The “Definition of Chalcedon” was later clarified and more deeply understood through the work of the Fifth Ecumenical Council (AD 553) in Constantinople, using a more Alexandrian viewpoint to explain how the two natures of Christ unite as a single Person. This council was also called in order to condemn the heretical (Nestorian) opinions of three deceased bishops (Theodore of Mopsuetia, Theodoret of Cyrrhus, and Ibas of Edessa). The Monophysites, who were condemned by Chalcedon, objected that these three bishops were not condemned by Chalcedon as Nestorians. This council, at Justinian’s request, was to ensure no oversight remained on this issue (leaving the Monophysites no room to accuse the orthodox of advocating Nestorianism through these bishops and their beliefs). This council also condemned the teachings of the third century presbyter Origen.
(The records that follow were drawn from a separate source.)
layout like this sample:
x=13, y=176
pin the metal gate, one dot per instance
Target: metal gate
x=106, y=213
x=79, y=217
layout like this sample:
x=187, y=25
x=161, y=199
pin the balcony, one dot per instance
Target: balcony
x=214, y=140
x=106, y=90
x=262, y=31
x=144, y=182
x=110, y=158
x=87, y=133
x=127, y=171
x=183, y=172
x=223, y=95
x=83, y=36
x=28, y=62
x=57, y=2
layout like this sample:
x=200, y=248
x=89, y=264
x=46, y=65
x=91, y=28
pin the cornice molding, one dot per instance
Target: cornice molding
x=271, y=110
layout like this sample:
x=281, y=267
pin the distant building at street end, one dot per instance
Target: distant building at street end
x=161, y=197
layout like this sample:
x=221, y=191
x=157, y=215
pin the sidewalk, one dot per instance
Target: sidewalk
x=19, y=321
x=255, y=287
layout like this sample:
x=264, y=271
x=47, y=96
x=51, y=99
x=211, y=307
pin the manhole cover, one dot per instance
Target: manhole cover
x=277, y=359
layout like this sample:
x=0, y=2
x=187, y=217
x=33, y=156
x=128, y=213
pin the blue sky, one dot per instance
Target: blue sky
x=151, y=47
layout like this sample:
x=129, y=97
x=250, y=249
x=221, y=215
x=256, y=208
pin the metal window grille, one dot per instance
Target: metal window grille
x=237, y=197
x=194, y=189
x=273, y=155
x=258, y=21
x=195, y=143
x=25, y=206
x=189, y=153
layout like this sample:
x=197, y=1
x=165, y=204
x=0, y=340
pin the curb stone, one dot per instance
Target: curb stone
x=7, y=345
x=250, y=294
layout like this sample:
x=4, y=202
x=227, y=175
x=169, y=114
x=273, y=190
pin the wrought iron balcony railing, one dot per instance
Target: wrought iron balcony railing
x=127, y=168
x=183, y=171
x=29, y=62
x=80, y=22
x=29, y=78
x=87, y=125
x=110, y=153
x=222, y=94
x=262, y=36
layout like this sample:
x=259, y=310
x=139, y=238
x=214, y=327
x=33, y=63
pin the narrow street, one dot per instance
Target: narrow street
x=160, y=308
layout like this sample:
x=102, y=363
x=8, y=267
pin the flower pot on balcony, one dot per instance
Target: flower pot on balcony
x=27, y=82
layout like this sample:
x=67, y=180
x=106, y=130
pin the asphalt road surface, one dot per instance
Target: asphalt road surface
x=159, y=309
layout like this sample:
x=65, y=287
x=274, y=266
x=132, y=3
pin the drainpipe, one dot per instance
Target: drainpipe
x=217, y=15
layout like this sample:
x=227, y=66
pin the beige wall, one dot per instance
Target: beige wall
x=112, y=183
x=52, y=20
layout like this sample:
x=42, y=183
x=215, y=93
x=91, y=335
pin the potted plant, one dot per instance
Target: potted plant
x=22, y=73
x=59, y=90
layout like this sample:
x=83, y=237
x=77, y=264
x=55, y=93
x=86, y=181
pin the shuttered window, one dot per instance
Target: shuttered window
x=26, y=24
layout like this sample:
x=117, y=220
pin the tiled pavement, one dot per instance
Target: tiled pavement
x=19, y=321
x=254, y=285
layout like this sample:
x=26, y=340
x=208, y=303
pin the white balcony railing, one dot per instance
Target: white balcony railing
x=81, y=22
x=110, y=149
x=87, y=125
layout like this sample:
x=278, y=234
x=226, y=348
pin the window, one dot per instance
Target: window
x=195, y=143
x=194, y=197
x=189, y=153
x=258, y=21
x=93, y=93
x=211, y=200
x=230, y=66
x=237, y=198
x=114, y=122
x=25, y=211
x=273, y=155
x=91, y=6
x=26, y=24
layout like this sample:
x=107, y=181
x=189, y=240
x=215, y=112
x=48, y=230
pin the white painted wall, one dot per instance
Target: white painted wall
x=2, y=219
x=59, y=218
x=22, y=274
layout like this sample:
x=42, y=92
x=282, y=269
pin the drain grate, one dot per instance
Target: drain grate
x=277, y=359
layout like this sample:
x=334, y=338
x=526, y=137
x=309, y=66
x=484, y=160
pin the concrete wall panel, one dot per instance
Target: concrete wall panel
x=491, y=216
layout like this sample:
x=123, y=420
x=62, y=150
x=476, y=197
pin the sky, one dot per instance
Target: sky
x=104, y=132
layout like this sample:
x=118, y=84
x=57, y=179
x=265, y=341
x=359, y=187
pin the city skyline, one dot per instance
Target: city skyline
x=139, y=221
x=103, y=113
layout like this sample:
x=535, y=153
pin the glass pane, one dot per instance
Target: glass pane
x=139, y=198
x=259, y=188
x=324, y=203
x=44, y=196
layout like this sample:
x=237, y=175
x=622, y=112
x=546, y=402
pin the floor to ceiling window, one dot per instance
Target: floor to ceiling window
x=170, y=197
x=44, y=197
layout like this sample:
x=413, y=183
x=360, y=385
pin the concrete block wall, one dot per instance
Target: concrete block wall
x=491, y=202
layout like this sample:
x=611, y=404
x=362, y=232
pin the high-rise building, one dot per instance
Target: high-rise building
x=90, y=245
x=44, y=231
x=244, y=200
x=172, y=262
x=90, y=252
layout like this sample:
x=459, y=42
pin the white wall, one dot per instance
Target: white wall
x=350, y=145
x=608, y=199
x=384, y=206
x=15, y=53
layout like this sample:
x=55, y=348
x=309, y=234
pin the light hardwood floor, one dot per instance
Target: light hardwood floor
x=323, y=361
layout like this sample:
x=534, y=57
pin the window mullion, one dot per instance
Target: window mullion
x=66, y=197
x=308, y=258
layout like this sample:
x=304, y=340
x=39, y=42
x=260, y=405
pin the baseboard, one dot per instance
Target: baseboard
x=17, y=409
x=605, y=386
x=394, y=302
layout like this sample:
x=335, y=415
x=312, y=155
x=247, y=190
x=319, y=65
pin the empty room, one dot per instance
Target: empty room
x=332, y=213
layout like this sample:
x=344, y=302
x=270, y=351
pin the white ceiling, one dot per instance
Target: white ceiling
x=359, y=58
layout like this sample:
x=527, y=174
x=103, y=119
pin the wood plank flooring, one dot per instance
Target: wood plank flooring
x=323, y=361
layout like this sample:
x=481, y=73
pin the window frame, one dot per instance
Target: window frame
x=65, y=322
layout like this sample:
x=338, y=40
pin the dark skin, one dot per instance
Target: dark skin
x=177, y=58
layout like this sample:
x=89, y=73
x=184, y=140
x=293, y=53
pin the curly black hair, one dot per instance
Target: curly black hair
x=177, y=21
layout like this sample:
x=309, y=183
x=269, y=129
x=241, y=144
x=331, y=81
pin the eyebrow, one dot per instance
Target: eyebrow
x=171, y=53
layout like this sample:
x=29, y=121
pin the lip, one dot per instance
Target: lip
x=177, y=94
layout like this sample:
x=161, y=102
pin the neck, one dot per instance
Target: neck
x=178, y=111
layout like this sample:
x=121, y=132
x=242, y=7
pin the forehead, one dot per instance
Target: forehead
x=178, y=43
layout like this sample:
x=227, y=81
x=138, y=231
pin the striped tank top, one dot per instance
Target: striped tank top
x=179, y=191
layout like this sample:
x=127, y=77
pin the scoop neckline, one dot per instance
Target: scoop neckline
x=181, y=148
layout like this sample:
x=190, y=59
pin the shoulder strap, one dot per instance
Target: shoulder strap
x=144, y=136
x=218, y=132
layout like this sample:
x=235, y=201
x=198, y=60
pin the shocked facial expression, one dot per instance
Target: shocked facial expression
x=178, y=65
The Sixth Ecumenical Council, also held in Constantinople (AD 680-681), was convened by emperor Constantine the New primarily to condemn the Monothelite heresy. This heresy taught that — despite having two natures (as one person) — Christ only had one will. This diminished the humanity of Christ by teaching that he was a man without a will (and therefore, unlike us and incapable of redeeming humanity by the incarnation, death and resurrection of himself, with him not being “truly” human, just as we are). In addition to the condemnation of Monothelitism, the council anathematized as heretics Pope Honorius I of Rome, Sergius I of Constantinople, Cyrus of Alexandria, Paul II and Peter of Constantinople, and Theodore of Pharan for their part in propagating the heresy of Monothelitism.
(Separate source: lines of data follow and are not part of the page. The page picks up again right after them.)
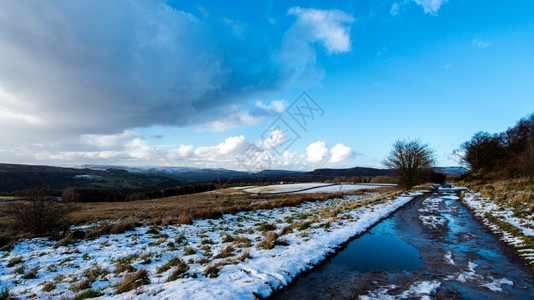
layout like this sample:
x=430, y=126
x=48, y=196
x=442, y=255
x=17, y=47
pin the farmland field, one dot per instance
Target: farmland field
x=242, y=254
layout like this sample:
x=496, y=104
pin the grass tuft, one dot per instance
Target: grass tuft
x=179, y=271
x=15, y=260
x=133, y=281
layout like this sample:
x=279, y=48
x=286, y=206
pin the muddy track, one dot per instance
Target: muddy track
x=459, y=258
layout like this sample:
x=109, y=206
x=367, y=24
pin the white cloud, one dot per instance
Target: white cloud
x=236, y=116
x=479, y=43
x=317, y=152
x=276, y=137
x=340, y=153
x=430, y=6
x=107, y=66
x=275, y=107
x=331, y=28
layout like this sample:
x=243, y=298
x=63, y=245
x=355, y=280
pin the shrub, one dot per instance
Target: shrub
x=6, y=294
x=179, y=271
x=31, y=274
x=226, y=252
x=211, y=271
x=175, y=261
x=15, y=260
x=87, y=294
x=48, y=287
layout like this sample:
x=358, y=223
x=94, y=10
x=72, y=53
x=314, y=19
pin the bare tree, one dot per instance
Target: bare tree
x=412, y=159
x=38, y=213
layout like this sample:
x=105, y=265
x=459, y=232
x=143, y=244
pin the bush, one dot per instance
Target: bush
x=412, y=160
x=38, y=213
x=133, y=281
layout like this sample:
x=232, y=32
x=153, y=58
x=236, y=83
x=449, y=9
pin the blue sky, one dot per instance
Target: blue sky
x=215, y=84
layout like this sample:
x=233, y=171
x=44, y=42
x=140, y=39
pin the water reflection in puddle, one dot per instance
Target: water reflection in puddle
x=379, y=249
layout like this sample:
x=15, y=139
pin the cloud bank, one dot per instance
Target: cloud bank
x=102, y=67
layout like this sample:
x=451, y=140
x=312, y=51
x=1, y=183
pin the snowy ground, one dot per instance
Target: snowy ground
x=484, y=207
x=245, y=257
x=308, y=188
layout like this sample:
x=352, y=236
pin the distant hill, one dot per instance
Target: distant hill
x=191, y=175
x=329, y=174
x=451, y=170
x=16, y=177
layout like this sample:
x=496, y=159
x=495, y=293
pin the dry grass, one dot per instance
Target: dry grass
x=133, y=281
x=123, y=216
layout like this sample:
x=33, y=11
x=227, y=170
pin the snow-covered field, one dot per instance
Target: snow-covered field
x=309, y=188
x=239, y=256
x=484, y=207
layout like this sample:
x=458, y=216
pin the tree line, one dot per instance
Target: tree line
x=501, y=155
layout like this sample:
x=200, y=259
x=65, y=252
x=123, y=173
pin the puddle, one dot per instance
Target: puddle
x=408, y=256
x=378, y=249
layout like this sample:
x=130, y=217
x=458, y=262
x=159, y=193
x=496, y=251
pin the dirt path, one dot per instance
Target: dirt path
x=431, y=247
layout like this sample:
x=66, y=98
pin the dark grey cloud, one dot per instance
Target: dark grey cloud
x=105, y=66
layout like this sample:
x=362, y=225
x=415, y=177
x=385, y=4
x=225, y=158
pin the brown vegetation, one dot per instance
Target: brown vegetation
x=502, y=155
x=123, y=216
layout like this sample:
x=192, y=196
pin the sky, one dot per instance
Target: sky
x=294, y=85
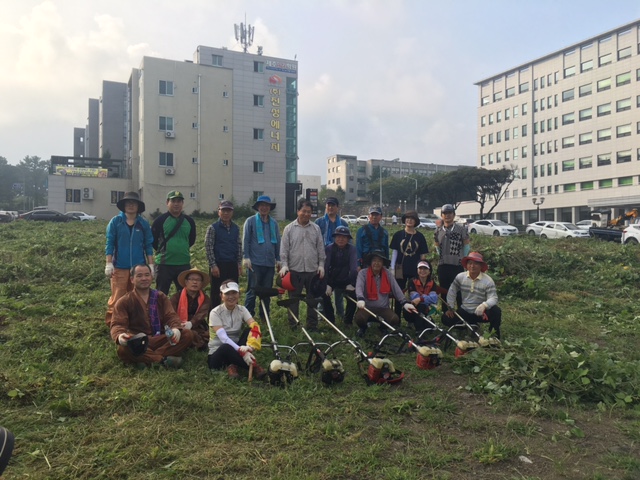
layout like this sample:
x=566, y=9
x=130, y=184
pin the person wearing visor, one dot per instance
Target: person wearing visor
x=234, y=335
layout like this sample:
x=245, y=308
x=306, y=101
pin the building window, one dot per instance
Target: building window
x=166, y=87
x=166, y=124
x=165, y=159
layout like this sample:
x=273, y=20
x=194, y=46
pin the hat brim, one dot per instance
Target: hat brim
x=182, y=278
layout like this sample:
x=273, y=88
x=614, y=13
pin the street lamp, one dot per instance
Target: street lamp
x=416, y=200
x=537, y=202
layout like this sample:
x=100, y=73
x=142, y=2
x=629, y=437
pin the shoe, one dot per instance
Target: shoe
x=172, y=362
x=232, y=371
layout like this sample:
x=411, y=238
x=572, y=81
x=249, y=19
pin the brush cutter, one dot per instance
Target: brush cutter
x=428, y=357
x=281, y=372
x=380, y=370
x=332, y=369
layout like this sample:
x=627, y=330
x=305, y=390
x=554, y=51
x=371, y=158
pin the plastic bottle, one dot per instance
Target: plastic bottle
x=169, y=333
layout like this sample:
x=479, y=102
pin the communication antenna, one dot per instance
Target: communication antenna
x=244, y=34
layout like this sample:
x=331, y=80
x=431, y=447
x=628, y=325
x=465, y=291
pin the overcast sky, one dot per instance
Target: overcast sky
x=378, y=78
From the seventh century onward, the spread of the new religion of Islam by the sword let to the captivity of a large portion of the Christian east, including the Patriarchates of Jerusalem, Antioch and Alexandria, with Constantinople itself being close to capture. These incursions spread to the west and into modern-day Europe, as well. One of the characteristics of Islam was its anti-Incarnational rejection of images (Icons), and three years prior to the first wave of iconoclasm (circa AD 726-787, a heresy that rejects the usage or veneration of Icons, relics, etc.), the Muslim Caliph Yezid decreed that all Icons in Muslim-controlled lands should be eliminated.
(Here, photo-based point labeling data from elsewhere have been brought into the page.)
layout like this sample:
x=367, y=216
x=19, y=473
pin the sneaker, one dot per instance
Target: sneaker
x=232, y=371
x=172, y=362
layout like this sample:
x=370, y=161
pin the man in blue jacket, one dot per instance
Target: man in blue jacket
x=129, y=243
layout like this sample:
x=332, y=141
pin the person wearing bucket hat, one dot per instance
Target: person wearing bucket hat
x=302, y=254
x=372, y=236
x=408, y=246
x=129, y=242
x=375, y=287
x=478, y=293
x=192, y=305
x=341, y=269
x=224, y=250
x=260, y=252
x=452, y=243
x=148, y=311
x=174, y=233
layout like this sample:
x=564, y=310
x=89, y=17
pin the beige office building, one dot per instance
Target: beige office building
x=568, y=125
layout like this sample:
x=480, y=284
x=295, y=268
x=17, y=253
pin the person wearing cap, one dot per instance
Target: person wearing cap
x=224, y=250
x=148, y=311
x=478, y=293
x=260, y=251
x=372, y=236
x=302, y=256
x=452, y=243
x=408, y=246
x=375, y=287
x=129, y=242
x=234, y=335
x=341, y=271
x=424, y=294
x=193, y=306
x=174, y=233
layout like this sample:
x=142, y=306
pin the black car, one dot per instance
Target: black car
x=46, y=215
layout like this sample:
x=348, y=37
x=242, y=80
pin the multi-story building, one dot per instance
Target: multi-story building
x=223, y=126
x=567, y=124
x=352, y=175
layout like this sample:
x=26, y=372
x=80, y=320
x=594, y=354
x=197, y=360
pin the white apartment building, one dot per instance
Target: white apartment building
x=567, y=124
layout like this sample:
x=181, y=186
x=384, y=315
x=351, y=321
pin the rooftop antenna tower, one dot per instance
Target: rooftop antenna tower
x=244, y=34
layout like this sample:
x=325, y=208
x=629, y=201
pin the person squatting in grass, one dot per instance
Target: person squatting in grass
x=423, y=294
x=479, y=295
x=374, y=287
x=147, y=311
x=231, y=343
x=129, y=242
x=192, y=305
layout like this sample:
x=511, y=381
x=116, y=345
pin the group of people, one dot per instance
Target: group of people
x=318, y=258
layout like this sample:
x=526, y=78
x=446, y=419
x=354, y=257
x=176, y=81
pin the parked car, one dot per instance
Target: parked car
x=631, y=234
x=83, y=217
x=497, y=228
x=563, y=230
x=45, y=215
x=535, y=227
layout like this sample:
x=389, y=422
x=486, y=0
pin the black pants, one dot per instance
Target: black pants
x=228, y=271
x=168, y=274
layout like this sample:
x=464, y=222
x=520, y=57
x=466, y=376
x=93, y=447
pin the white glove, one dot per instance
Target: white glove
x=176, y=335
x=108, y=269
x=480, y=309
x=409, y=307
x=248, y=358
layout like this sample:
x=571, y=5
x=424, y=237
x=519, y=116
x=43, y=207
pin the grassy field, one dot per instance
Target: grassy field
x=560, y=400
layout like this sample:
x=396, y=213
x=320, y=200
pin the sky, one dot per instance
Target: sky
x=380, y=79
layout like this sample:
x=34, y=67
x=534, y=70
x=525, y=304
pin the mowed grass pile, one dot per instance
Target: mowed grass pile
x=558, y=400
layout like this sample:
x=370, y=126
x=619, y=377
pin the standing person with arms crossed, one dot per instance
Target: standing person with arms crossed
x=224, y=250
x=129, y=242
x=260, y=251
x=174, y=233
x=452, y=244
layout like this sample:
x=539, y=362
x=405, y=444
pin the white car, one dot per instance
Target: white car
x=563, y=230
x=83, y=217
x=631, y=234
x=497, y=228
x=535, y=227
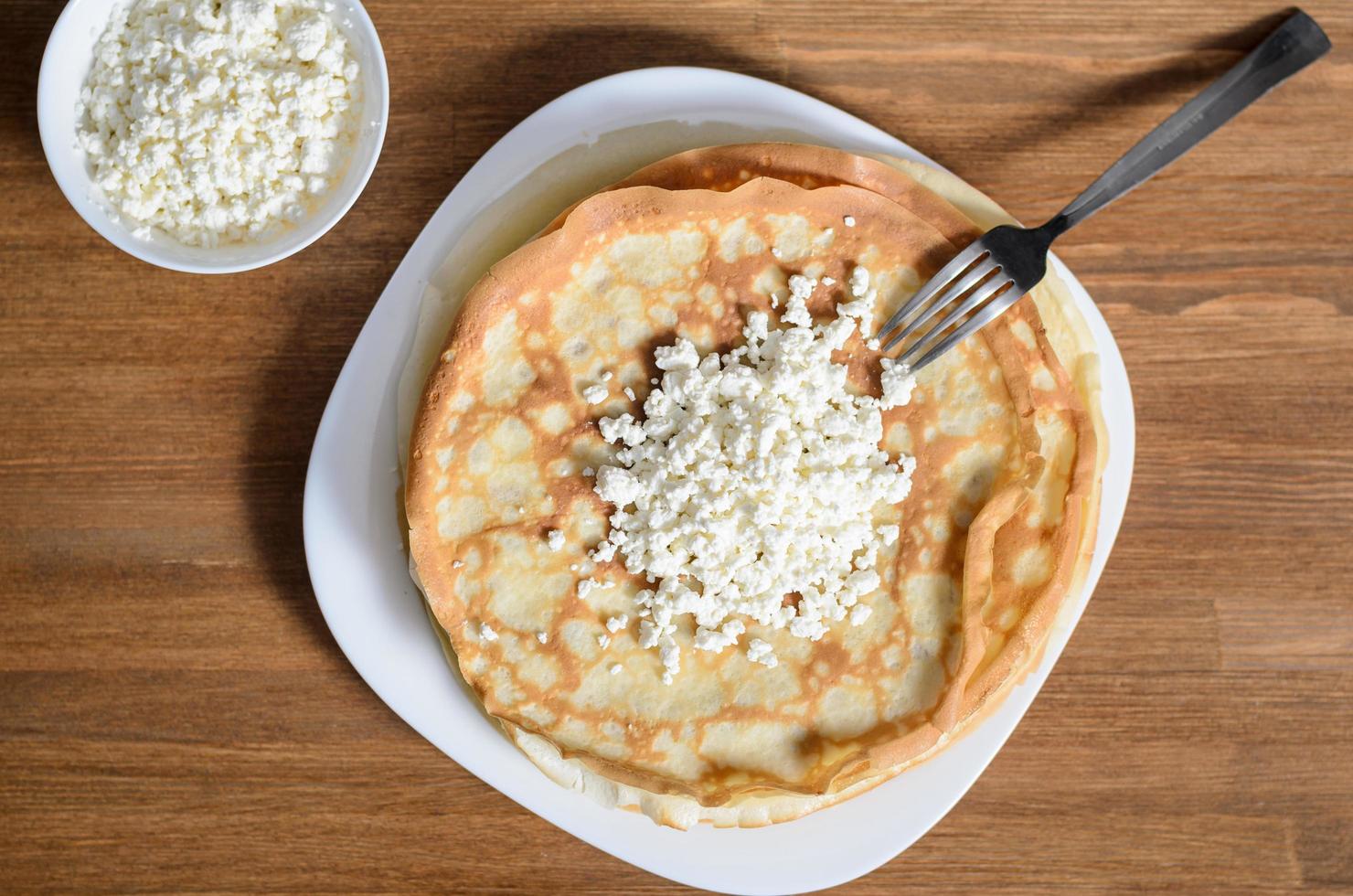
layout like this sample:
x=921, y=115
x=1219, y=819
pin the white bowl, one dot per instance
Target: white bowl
x=65, y=64
x=355, y=547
The Roman emperor Leo III promoted iconoclasm in the empire (no doubt fearing further Muslim incursions) starting in AD 726, and this heresy prevailed until the empress Irene convened the Second Council of Nicaea (Seventh Ecumenical) in AD 787. This council upheld the iconodule position, allowing the continued veneration of both Icons and relics (as well as their usage in the adornment of Christian buildings, private homes and monasteries). While iconoclasm would again be promoted by emperor Leo V the Armenian (AD 815), in a probable attempt to curry favor from the Franks (and their armed forces) in the face of both Islamic and Bulgarian conquest, it would ultimately be defeated by the empress Theodora at a synod in Constantinople in the year 843 (celebrated as the “Triumph of Orthodoxy”).